Suzanna shuffled around the room, picking out a few vials. I cursed myself again for not asking Micah more about the experiments he’d been through at HARC. What had he said about them? There was one that made everything look purple?
I’d already encountered the one that made me heal slower. That one was not fun.
Suzanna was at my side suddenly, and something sharp pricked my neck. The liquid she pressed in burned, a little at first, and then so badly I clenched one of my hands into fists.
The burn started to scream down my entire body and I swallowed hard, resisting the urge to yell.

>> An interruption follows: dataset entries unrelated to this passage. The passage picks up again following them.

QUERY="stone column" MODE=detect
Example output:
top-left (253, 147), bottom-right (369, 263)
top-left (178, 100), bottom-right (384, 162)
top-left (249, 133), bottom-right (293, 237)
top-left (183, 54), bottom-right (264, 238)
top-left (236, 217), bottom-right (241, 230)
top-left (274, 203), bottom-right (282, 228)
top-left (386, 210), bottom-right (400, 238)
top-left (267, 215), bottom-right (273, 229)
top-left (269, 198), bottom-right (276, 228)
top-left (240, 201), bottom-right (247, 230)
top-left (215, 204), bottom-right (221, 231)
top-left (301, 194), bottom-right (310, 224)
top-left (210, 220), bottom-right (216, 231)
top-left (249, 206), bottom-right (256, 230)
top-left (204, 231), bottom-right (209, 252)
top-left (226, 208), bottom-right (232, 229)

Instead I closed my eyes. They’d never specifically trained me to withstand torture, but they might as well have. Perhaps I hadn’t realized it before Callum, but what they did to all Reboots was a form of torture.
When I opened my eyes, Suzanna was above me, her face crinkled in confusion. “Which expression means she’s in pain?”
“That’s the only expression she has.”
“Hmmm . . .” She cocked her head, her gaze skipping down my body. She pointed at my clenched fist. “Oh, that looks like she’s in pain. Good.” She gestured at something. “Hand me the next one.”